Our premature scaling then made it harder to adapt as fast as we needed to. Many lessons learned!

We're focusing on a rigorous approach to finding product-market fit, my colleague Alice has written more about this here: https://dotmesh.com/blog/dotmesh-hypotheses/

lewq · on Feb 8, 2018

Try dotmesh here: https://dotmesh.com/try-dotmesh/

Learn about architecture, use cases (tutorials) & lots more: https://docs.dotmesh.com

grkvlt · on Feb 8, 2018

Looks useful for QA testing of distributed systems. I can also see a use case where I snapshot the state of one container from a node in a cluster then pull it onto the next node as it starts up before joining. It could maybe make things converge quicker in blockchain applications as well, where each new node needs to get a copy of the entire chain before it can do useful work?

zdkaster · on Feb 8, 2018

This sounds really cool way to manage the lifecycle of software. Will try it out. Though my first experience after trying the live hosted tutorial at https://dotmesh.com/try-dotmesh/

"$ dm cluster init dm: command not found"

lewq · on Feb 8, 2018

Did you run the curl command that's the first item in the tutorial?

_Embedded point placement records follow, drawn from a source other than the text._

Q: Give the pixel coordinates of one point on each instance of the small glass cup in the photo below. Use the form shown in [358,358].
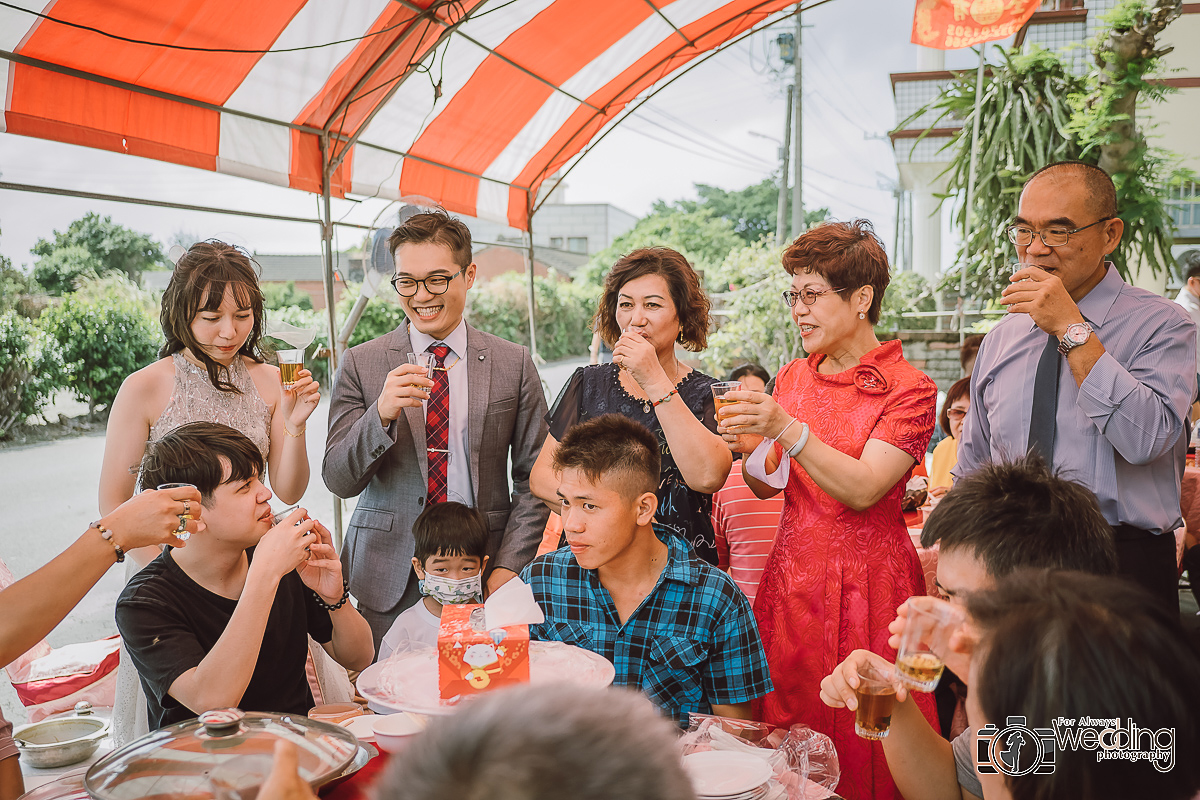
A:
[424,360]
[276,518]
[291,364]
[181,535]
[720,390]
[876,695]
[918,667]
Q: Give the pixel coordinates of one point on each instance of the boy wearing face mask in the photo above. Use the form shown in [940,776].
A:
[449,558]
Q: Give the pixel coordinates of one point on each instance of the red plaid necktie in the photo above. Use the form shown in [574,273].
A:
[437,426]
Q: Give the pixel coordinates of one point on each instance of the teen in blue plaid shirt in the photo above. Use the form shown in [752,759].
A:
[675,626]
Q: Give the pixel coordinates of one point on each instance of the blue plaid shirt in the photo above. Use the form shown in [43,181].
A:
[690,644]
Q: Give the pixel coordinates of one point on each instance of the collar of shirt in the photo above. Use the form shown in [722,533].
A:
[456,341]
[1096,305]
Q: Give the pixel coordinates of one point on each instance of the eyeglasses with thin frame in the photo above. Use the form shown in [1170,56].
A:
[436,284]
[808,296]
[1023,236]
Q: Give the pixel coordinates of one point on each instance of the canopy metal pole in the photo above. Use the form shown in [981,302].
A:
[533,300]
[970,199]
[327,240]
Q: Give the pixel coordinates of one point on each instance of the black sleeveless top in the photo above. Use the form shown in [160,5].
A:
[595,390]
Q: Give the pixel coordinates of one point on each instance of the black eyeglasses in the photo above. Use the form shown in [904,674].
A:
[406,287]
[1023,236]
[808,296]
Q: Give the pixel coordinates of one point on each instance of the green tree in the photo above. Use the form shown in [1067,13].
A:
[105,334]
[281,295]
[30,371]
[703,239]
[115,247]
[754,324]
[63,269]
[1035,112]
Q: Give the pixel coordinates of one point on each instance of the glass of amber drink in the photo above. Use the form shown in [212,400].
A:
[876,695]
[291,364]
[720,390]
[927,631]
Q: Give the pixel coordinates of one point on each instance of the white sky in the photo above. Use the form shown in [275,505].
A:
[697,130]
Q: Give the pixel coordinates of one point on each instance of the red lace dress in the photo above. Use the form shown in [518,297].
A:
[835,577]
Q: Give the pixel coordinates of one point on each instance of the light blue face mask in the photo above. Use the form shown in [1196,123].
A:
[450,591]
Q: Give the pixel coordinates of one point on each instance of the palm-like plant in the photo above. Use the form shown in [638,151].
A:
[1024,116]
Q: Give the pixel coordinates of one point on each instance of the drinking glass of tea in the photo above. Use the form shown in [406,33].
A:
[720,390]
[876,696]
[291,364]
[925,633]
[184,535]
[425,360]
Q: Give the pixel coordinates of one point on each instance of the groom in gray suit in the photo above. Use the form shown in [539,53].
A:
[403,440]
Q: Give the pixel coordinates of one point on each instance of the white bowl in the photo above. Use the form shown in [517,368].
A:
[361,726]
[395,731]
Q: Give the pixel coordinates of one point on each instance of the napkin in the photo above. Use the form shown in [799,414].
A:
[511,605]
[298,337]
[756,465]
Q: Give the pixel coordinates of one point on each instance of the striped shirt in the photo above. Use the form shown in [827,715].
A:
[1122,433]
[745,530]
[690,644]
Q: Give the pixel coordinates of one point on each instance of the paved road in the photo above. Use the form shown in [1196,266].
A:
[49,497]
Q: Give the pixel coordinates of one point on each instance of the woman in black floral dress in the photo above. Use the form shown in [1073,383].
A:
[652,300]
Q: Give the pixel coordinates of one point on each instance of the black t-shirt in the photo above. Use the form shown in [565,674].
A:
[597,390]
[169,623]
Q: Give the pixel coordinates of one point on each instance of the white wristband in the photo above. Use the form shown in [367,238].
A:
[795,450]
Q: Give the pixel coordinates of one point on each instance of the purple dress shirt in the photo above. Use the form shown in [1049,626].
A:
[1123,432]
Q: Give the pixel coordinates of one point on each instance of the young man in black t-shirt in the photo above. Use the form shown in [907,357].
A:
[223,620]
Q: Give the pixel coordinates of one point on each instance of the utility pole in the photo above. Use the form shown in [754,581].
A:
[781,210]
[797,149]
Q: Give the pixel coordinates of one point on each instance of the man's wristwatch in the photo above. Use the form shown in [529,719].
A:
[1077,335]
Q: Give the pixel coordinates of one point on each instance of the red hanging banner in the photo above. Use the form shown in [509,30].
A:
[952,24]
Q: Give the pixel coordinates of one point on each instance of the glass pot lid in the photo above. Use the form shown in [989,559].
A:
[225,755]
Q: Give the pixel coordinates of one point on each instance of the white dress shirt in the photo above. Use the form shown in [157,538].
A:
[459,470]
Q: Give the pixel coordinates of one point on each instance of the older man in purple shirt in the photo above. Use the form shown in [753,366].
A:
[1095,374]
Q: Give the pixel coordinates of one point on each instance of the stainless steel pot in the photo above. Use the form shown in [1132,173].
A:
[61,741]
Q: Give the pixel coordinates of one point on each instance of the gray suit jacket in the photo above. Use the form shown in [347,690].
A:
[389,467]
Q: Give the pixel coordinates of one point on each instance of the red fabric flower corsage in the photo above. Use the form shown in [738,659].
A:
[870,380]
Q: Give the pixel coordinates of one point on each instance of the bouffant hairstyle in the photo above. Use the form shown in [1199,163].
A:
[198,284]
[847,254]
[958,390]
[612,445]
[438,228]
[690,301]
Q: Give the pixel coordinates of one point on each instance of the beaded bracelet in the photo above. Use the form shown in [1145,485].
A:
[107,535]
[346,595]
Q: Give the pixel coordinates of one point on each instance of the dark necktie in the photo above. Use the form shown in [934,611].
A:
[437,425]
[1045,402]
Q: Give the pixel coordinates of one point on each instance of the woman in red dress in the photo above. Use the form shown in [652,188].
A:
[855,417]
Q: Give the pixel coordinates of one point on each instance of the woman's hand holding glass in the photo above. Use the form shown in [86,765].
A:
[636,355]
[750,419]
[299,402]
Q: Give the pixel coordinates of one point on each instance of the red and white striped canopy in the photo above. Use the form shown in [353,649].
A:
[467,102]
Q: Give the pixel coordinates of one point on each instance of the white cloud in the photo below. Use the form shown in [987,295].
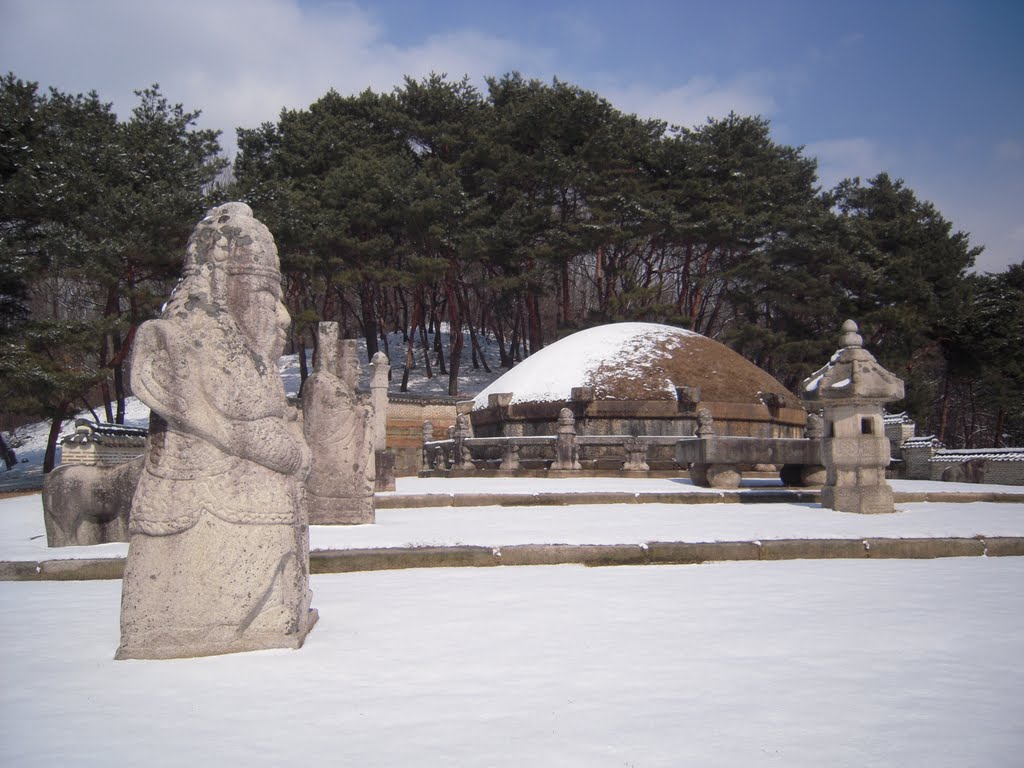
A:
[692,102]
[845,158]
[240,61]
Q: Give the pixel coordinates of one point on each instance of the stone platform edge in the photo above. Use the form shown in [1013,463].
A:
[650,553]
[743,496]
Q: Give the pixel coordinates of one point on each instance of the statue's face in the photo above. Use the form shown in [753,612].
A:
[255,303]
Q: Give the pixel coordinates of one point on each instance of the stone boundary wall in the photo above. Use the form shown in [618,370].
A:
[650,553]
[406,415]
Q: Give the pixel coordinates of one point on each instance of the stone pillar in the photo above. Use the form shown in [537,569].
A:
[428,436]
[462,458]
[339,429]
[851,391]
[510,457]
[383,459]
[566,452]
[636,455]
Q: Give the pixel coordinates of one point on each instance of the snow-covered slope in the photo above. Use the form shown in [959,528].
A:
[551,373]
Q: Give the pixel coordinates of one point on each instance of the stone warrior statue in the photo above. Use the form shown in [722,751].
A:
[339,427]
[218,554]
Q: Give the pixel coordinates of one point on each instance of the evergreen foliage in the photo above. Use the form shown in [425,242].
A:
[524,211]
[94,215]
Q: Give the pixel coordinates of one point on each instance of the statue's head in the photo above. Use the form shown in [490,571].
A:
[232,256]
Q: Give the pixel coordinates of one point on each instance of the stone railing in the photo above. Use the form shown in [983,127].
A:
[461,453]
[99,443]
[713,461]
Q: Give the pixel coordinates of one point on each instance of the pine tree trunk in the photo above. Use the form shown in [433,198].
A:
[455,341]
[50,457]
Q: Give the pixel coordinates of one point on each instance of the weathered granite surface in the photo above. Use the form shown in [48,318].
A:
[88,504]
[851,390]
[218,550]
[339,427]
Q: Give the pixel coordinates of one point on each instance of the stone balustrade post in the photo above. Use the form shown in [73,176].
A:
[566,450]
[462,458]
[636,455]
[510,456]
[428,436]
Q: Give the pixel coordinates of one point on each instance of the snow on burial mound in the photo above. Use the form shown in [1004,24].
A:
[636,361]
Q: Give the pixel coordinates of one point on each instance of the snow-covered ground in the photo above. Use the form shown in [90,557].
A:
[837,663]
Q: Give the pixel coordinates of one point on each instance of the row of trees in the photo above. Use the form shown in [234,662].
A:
[93,216]
[523,213]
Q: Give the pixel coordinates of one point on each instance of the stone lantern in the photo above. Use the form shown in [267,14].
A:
[850,391]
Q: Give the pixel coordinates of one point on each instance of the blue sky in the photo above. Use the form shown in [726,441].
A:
[932,92]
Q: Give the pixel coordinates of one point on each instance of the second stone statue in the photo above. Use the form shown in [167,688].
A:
[338,421]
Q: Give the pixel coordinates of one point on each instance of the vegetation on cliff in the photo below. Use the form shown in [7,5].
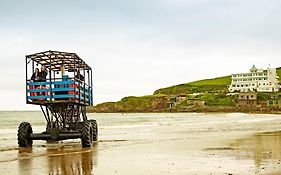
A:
[211,91]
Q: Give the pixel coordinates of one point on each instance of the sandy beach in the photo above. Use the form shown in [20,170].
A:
[155,144]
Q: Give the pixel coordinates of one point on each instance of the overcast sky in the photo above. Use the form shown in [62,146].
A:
[138,46]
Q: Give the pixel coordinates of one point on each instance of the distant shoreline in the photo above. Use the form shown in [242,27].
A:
[201,110]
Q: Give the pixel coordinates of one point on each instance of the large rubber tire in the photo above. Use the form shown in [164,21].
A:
[95,129]
[24,132]
[87,134]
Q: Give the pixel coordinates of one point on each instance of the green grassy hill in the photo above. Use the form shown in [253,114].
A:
[208,85]
[203,86]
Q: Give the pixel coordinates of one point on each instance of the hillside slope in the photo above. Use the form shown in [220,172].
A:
[214,94]
[208,85]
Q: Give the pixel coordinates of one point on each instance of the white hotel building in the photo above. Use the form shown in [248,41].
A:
[257,80]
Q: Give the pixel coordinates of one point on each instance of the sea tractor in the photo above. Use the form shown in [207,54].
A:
[63,90]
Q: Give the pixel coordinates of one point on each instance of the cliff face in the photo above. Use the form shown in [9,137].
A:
[153,103]
[211,91]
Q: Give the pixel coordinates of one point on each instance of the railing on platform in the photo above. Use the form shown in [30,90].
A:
[72,90]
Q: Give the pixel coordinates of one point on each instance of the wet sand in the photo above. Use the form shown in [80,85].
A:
[169,144]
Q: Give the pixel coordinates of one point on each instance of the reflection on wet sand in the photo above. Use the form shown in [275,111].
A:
[25,162]
[63,161]
[264,148]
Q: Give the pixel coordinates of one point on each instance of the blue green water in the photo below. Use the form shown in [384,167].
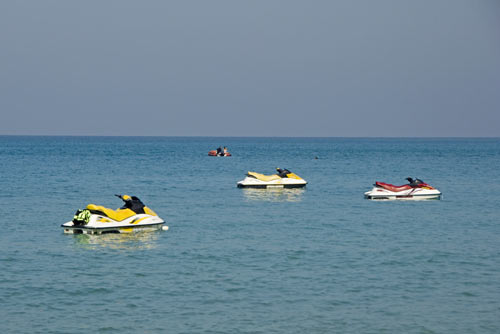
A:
[319,260]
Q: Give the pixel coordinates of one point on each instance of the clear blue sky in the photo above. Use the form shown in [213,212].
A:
[250,68]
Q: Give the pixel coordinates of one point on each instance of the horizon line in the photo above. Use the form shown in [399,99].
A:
[208,136]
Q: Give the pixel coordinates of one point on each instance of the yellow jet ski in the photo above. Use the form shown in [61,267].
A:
[282,179]
[96,219]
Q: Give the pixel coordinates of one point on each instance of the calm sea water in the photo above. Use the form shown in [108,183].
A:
[319,260]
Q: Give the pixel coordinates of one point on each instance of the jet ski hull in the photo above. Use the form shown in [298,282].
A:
[251,182]
[100,225]
[415,194]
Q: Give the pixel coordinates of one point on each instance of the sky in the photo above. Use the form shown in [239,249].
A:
[346,68]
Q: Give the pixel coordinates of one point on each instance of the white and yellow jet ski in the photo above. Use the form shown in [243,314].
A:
[282,179]
[96,219]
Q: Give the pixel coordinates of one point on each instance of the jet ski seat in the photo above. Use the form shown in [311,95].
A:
[392,187]
[117,215]
[262,177]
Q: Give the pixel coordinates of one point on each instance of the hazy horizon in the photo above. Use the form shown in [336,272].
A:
[252,69]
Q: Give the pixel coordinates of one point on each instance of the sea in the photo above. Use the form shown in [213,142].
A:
[316,260]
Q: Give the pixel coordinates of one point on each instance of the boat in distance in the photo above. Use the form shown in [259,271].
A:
[414,190]
[282,179]
[132,217]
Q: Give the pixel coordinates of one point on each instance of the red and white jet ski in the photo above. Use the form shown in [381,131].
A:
[414,190]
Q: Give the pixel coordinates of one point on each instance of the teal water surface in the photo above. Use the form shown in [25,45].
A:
[318,260]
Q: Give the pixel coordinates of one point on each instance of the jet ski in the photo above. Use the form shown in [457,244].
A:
[416,189]
[96,219]
[213,153]
[282,179]
[219,152]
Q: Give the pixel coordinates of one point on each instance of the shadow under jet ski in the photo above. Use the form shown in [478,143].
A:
[273,195]
[118,241]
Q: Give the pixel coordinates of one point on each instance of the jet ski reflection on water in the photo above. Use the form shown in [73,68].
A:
[282,179]
[414,190]
[96,219]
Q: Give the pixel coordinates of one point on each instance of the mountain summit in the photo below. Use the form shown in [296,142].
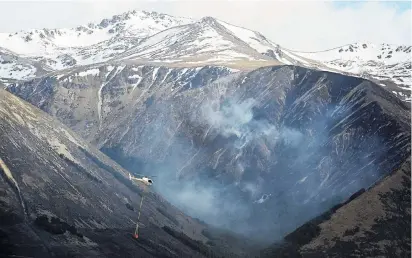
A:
[161,39]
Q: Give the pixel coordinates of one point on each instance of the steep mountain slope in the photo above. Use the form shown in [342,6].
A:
[137,24]
[244,145]
[382,62]
[160,39]
[60,197]
[83,45]
[375,223]
[204,42]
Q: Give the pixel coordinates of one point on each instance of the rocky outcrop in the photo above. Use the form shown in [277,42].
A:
[264,145]
[61,197]
[377,223]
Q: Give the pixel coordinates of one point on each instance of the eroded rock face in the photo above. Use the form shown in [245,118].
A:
[260,152]
[59,196]
[377,223]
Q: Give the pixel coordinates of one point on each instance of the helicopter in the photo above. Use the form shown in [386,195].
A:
[146,182]
[144,179]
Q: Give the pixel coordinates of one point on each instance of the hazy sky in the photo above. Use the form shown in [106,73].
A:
[299,25]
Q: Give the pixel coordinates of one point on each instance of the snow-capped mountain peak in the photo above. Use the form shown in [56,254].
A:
[155,38]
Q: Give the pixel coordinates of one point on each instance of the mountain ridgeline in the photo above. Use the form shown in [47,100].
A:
[258,152]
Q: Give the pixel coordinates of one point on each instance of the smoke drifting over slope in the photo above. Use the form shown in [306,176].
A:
[268,172]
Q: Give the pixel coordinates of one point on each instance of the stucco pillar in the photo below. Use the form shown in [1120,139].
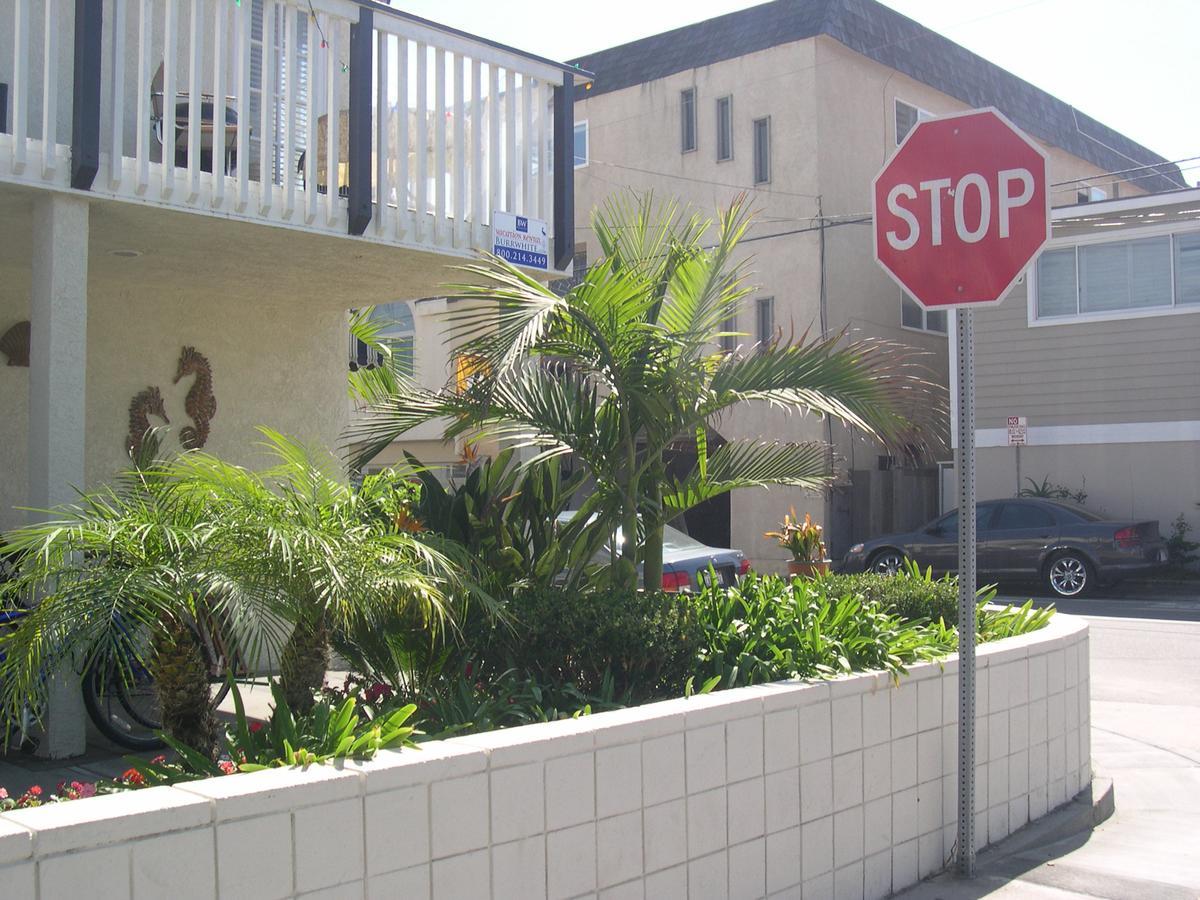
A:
[57,425]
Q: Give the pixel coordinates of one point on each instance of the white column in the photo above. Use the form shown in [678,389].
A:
[57,424]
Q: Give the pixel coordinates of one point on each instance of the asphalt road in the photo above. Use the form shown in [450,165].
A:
[1145,677]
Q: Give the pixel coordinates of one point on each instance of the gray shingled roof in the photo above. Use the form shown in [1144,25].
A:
[893,40]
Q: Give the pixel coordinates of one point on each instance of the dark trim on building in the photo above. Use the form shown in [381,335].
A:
[85,103]
[361,45]
[892,40]
[564,172]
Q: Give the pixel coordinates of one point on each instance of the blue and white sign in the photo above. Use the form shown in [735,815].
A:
[521,240]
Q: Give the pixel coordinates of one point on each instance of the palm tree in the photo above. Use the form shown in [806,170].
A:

zdkaster · on Feb 10, 2018

No, I didn't, sorry. After dm installed and set up, it seems working good. Great work, thanks. I wasn't aware that it's required installation process in Katacoda, just followed the Deploying Dotmesh to Docker Step 1.

simplify · on Feb 7, 2018

Would this concept allow users to share subsets of data between each other? assuming they had their own nodes.

binocarlos · on Feb 7, 2018

Thats the idea yes! you can run dotmesh on your own servers and install locally on each users machine to then push and pull just like git remotes. It's using copy-on-write so you are only pushing the difference. Another main use case is for CI to consume volumes, run tests then snapshot the results.

We have a hosted service if you don't want to run your own nodes (https://dothub.com) but the server and client are both open source. disclaimer: I work on the project

ivan_ah · on Feb 8, 2018

This is very interesting. Are there any tools provided for "DB diffs"? e.g. show exactly which rows are different between two snapshots?

It seems like dot* would have to know about the application logic to show useful diffs, but maybe it can be done generically at the DB level.

lewq · on Feb 8, 2018

I love your thinking, Ivan!

We have an issue for this here: https://github.com/dotmesh-io/dotmesh/issues/85

sjellis · on Feb 8, 2018

Awesome. I literally started writing a small tool for managing state yesterday, because we really do need smarter ways to move application datasets around.

lewq · on Feb 8, 2018

Interesting! We should compare notes! Join our slack (in website footer) and we can chat? Or I'm @lmarsden on Twitter :-)

nojvek · on Feb 8, 2018

I read through. Still have no idea why I would use it.

raoulj · on Feb 7, 2018

Maybe it's just me, but while I find the graphics informative on the landing page, I wonder if they could be made to be more easily understandable.

lewq · on Feb 7, 2018

Hey, thanks for the feedback!

Does this help? https://docs.dotmesh.com/concepts/architecture/

deitcher · on Feb 8, 2018

Would you mind sharing more details about how they are confusing? Always happy to take feedback. Feel free to comment here or on the community Slack, although a GitHub issue may be the best place. Whatever works... and much appreciated.